I would also like to see alignment to leverage the technical and
cultural work done on C11.  I would like to see Unsafe get
load-acquire and store-release methods and these should be used in
preference to fences where possible.  I'd like to see the C11 wording
reused as much as possible.  The meanings of the words "acquire" and
"release" are now "owned" by the C11 community and we should tag
along.

A better API for Unsafe would be

putOrdered -> storeRelease
put -> storeRelaxed
(ordinary volatile write) -> store (default is sequential consistent)

etc ...

but the high cost of renaming methods in Unsafe probably makes this a
no-go, even though Unsafe is not a public API in theory.

At least the documentation of all the methods should indicate what the
memory effects and the corresponding C++11 memory model interpretation
is.

E.g.
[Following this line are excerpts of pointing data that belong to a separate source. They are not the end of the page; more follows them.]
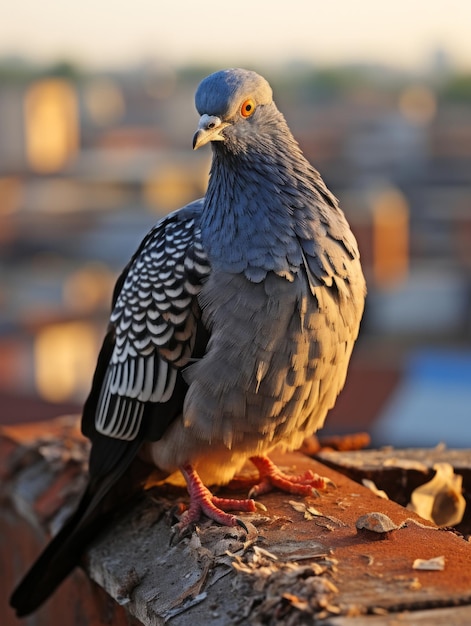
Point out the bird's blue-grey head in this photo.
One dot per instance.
(229, 102)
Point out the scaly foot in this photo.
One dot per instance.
(203, 502)
(271, 476)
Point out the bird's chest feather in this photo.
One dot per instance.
(265, 360)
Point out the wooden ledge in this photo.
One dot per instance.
(303, 560)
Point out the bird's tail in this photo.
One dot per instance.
(95, 510)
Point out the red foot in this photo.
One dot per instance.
(271, 476)
(202, 501)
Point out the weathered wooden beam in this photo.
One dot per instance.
(400, 472)
(303, 560)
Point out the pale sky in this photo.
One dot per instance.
(114, 32)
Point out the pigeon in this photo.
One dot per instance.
(230, 334)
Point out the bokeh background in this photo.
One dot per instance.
(96, 122)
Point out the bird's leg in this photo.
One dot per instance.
(202, 501)
(271, 476)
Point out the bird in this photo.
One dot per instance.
(231, 330)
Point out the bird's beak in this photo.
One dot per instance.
(209, 129)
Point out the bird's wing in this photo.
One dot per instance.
(153, 331)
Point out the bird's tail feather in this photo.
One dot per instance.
(95, 510)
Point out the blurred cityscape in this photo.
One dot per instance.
(90, 160)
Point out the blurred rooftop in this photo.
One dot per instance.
(89, 161)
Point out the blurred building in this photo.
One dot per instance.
(89, 162)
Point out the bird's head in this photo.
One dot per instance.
(230, 103)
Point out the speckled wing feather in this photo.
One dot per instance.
(155, 318)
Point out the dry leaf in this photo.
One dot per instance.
(437, 563)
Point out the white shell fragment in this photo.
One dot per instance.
(437, 563)
(369, 484)
(376, 522)
(440, 500)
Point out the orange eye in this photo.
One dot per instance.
(247, 108)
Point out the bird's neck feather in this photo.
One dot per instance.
(255, 200)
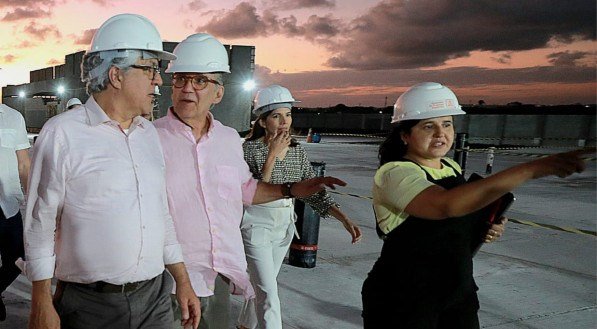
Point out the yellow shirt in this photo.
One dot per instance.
(396, 184)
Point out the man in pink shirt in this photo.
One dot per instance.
(208, 180)
(97, 215)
Unsafe.compareAndSwap should document the memory effects, i.e.
sequential consistency.

Unsafe doesn't currently have a readAcquire method (mirror of
putOrdered) probably because volatile read is _almost_ the same (but
not on ppc!).

> fundamentally incompatible with the way volatiles/atomics are intended to be
> implemented on ARMv8 (and Itanium).  Which I think fundamentally get this
> much closer to right than traditional fence-based ISAs.
>
> I'm no hardware architect, but fundamentally it seems to me that
>
> load x
> acquire_fence
>
> imposes a much more stringent constraint than
>
> load_acquire x
>
> Consider the case in which the load from x is an L1 hit, but a preceding
> load (from say y) is a long-latency miss.  If we enforce ordering by just
> waiting for completion of prior operation, the former has to wait for the
> load from y to complete; while the latter doesn't.  I find it hard to
> believe that this doesn't leave an appreciable amount of performance on the
> table, at least for some interesting microarchitectures.

I agree.  Fences should be used rarely.